By Lallan Shoenstein
In June, the union contract dispute between 22,000 longshore workers in 29 ports on the West Coast — members of the International Longshore and Warehouse Union (ILWU) — and the port bosses — the Pacific Maritime Association (PMA) — began to heat up.
ILWU members, angry that they had gone over a year without a contract, began to take steps to make their dissatisfaction known. It was then that they finally began hearing some results. On June 12, ILWU President Willie Adams announced to members of his union that the Longshore Caucus, the highest governing body of elected delegates, was preparing to review the terms of a contract just negotiated with the PMA.
Adams said: “We will discuss, we will debate and then at that point [the Longshore Caucus] will decide if this comes to you — the rank and file. We will be going through the contract and you’ll be asking questions. You’ll be debating it in our fair and true democratic process and you will vote it up, or you will vote it down.”
Overriding the democratic process of the union, the big business-controlled media leaked reports meant to strengthen the hand of the bosses in negotiations. The Wall Street Journal reported some terms of the proposed agreement as if it were a done deal and, at the same time, gave grossly inflated figures on the workers’ incomes. During contract negotiations, the press often reports on union workers’ incomes as a way to divide them from those who receive lower pay.
Terminal bosses profits $510 billion
The ILWU union contract expired 13 months ago. During the past year, the PMA has balked at contract negotiations. Their profits have been astronomical, according to a June 2 ILWU press release: “PMA member carriers and terminal operators made historic profits of $510 billion during the pandemic. In some cases, profits jumped nearly 1000%. Even as shipping volumes return to normal in 2023, PMA members have continued to post revenues that far exceed pre-pandemic times by billions of dollars.

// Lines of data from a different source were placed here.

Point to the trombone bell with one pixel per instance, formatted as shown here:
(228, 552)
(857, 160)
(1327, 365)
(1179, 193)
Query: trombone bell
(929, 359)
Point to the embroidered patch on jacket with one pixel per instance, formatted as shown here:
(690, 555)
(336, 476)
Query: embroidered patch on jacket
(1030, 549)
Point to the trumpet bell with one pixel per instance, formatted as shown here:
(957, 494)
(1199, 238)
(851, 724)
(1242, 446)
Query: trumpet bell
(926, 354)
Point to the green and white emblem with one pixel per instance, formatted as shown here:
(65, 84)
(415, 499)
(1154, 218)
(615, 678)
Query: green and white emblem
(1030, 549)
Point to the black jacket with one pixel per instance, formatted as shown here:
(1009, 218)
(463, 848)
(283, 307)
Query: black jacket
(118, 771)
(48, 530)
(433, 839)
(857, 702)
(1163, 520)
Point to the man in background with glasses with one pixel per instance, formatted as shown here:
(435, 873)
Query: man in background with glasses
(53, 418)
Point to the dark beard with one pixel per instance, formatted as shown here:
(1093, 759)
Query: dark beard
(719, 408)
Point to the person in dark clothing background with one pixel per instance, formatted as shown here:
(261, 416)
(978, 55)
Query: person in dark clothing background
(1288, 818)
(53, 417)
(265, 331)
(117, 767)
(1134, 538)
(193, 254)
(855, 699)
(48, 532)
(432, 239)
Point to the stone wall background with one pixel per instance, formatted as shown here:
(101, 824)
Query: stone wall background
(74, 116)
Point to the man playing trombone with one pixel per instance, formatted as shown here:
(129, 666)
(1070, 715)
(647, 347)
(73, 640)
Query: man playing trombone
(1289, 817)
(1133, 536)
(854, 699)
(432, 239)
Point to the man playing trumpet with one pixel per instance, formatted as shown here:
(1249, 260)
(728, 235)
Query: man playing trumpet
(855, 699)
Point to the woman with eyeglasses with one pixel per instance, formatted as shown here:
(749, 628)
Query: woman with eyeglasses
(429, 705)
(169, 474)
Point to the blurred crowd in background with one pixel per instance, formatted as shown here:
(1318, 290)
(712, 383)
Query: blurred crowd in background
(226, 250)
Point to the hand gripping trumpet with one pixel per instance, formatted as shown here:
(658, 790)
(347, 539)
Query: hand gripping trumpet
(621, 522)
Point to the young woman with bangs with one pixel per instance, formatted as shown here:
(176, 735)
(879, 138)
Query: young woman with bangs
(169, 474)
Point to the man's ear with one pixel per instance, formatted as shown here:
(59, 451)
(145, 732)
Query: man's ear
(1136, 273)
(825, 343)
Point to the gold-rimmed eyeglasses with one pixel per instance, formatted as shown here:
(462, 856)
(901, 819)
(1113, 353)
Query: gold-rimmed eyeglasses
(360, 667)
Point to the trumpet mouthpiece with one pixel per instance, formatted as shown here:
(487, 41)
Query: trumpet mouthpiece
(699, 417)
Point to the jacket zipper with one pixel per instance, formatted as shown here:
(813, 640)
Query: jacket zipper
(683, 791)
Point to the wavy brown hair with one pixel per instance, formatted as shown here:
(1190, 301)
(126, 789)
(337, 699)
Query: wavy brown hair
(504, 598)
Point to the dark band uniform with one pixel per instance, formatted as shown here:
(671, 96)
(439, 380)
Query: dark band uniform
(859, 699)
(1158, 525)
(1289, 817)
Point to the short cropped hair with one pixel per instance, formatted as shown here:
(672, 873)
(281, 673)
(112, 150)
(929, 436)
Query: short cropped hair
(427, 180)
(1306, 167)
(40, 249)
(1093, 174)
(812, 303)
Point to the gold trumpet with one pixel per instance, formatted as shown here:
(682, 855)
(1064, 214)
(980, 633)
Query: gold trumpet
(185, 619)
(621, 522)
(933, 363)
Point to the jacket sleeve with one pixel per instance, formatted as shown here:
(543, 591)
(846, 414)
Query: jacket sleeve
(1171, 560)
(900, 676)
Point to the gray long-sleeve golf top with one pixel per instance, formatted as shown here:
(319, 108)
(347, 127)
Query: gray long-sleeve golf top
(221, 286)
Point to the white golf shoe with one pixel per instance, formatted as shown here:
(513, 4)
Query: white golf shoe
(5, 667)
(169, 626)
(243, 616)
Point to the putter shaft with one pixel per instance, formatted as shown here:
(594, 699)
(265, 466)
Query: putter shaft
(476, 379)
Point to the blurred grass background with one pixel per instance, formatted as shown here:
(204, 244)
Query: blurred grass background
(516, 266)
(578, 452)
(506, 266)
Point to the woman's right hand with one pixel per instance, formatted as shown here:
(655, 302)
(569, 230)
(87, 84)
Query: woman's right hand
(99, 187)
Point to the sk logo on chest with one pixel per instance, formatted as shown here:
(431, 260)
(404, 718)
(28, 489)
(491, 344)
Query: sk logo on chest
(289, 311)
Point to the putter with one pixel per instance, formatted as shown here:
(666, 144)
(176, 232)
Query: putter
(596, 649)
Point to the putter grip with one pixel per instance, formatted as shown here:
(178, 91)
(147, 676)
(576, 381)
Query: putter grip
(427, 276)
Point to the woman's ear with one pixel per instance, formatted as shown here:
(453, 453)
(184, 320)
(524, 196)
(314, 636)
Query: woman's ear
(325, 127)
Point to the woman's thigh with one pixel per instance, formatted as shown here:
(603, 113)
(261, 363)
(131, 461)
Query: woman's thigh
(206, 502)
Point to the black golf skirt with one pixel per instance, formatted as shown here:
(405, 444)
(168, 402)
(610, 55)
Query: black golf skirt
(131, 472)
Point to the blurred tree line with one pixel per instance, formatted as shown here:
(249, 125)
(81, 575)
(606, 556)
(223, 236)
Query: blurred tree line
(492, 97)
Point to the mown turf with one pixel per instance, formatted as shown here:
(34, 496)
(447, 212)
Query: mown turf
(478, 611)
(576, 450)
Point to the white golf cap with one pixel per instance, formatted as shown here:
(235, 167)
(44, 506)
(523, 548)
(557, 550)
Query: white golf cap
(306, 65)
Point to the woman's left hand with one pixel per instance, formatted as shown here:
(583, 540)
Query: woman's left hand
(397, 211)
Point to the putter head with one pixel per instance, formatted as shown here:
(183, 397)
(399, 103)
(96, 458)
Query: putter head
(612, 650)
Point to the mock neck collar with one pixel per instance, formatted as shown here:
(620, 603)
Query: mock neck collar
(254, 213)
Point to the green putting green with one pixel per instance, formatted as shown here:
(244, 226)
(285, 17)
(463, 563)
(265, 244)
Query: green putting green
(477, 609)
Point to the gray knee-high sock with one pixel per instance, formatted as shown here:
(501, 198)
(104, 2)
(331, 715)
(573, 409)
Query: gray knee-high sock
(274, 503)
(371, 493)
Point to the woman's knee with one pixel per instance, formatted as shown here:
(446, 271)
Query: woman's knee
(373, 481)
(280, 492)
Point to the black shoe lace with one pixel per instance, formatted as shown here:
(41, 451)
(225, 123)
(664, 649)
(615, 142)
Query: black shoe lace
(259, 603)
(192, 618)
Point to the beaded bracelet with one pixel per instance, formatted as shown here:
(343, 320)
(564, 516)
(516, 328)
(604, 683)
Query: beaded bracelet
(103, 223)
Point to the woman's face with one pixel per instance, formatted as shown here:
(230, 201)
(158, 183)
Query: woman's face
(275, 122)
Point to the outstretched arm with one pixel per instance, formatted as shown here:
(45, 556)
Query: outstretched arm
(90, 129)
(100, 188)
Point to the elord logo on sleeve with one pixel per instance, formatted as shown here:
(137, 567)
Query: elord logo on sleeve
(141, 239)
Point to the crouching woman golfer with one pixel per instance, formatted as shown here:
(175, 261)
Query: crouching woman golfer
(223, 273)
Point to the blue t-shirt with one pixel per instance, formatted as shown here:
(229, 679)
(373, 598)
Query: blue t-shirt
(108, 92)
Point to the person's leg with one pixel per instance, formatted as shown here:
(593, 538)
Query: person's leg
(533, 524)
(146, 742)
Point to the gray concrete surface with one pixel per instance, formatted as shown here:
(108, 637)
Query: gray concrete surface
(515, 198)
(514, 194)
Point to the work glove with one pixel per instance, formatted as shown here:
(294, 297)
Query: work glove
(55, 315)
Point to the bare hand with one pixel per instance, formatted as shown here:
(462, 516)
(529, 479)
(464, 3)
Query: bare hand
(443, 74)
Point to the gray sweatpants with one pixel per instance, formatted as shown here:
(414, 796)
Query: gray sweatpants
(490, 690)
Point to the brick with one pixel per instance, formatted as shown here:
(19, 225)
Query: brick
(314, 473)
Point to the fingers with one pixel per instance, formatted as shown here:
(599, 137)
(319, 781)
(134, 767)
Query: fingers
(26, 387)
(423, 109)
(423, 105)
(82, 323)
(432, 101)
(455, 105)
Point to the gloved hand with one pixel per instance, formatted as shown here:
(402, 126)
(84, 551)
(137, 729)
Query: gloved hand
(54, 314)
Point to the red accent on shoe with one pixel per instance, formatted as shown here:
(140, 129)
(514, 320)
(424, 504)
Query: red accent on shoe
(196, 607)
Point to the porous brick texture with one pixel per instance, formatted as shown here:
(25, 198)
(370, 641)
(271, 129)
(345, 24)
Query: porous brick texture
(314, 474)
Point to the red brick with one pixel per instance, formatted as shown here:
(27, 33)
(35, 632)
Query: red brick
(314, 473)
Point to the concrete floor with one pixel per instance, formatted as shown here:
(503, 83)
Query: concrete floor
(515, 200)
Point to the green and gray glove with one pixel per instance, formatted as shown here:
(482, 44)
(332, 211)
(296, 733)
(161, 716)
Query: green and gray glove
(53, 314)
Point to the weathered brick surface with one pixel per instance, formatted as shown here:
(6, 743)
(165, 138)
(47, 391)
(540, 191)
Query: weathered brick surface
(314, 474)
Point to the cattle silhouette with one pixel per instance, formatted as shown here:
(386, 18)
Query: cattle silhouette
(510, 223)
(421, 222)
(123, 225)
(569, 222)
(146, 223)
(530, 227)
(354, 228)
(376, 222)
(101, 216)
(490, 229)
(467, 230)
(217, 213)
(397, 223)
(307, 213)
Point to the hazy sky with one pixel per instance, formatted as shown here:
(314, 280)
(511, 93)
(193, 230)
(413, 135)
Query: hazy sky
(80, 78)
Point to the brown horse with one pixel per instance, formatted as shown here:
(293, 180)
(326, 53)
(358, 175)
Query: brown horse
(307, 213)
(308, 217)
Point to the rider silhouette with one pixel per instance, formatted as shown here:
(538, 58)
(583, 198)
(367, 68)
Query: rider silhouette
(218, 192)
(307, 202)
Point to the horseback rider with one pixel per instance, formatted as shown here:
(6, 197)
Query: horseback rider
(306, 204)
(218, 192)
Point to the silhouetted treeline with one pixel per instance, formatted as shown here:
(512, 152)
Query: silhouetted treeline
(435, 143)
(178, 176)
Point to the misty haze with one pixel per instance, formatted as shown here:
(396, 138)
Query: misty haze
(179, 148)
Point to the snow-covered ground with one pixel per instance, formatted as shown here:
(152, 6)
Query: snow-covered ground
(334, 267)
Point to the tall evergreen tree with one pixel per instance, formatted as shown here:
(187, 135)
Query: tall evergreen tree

“ILWU workers risked and lost their lives during the pandemic to ensure grocery store shelves were stocked, PPE was made available, essential medical supplies were reaching our hospitals.” Record volumes of goods were moved, enabling the shipping industries’ astronomical revenues. “Despite this fact, from pre-pandemic levels through 2022, the percentage of ILWU wages and benefits continued to drop compared to PMA rising revenues.”
Gabriel Prawl, a longshore worker, a leading member of the Million Worker March Movement, and president of the Seattle A. Philip Randolph Institute, said that “longshore workers on the whole coast have been working above and beyond the requirements of their jobs, thereby violating their own safety rules to keep the supply chain moving.”
Longshore jobs are among the most dangerous. Clarence Thomas, a retired ILWU member, said: “The waterfront tonnage is moved by cranes and container movement machines. If anything hits you it’s either going to maim you for life or it’s going to kill you. I have seen signs at maritime terminals that disclose there are known carcinogens on the premises such as particulate matter, which is soot from diesel fuel. Longshore workers work in rain, sleet, snow, day and night. They’re subjected to a number of health challenges. A longshore brother was found to be unresponsive in the crane and he subsequently died of a heart attack in the hospital. It took 45 minutes to access the crane.”
Working safely antagonizes bosses
Up and down the West Coast after a full year of stalled contract negotiations, ILWU members began to follow the safety procedures designated for dangerous jobs, “working by the book.” Working safely antagonizes the carriers and terminal operators. It’s safer, slower, and it lowers profits.
In Seattle on June 2, port bosses fired ILWU Local 52 workers on the night shift and again on the morning shift. In response to the bosses’ attack in Seattle, the militant ILWU Local 10 in Oakland, California, stopped work and did not return over the weekend. CNBC reported that the port shutdowns were expected to spread across the West Coast as workers protest over wage negotiations in contract talks with port management.
Perhaps the most decisive impact on the port bosses was the preparations initiated by the militant African American Longshore Coalition (AALC) in the Ports of Oakland, Seattle, and Tacoma, Washington, for a “West Coast Stop Work Action to Commemorate Juneteenth” — June 19, 1865, the date that the last enslaved Black people in Texas were informed of their emancipation.
Thomas said, “It is a reminder that the job of ending all forms of slavery is not yet finished. The U.S. was built on the backs of enslaved labor. On Juneteenth, we celebrate the emancipation as our commitment to fight against the legacy of slavery, the long-standing impact of systemic racism and white supremacy, and all forms of discrimination which are used to keep the working class divided.
“Karl Marx made it abundantly clear that enslaved Black people in North America had to be free before wage slaves of the working class could be free of exploitation. As Marx wrote. ‘We have nothing to lose but our chains and a world to win,’” Thomas concluded.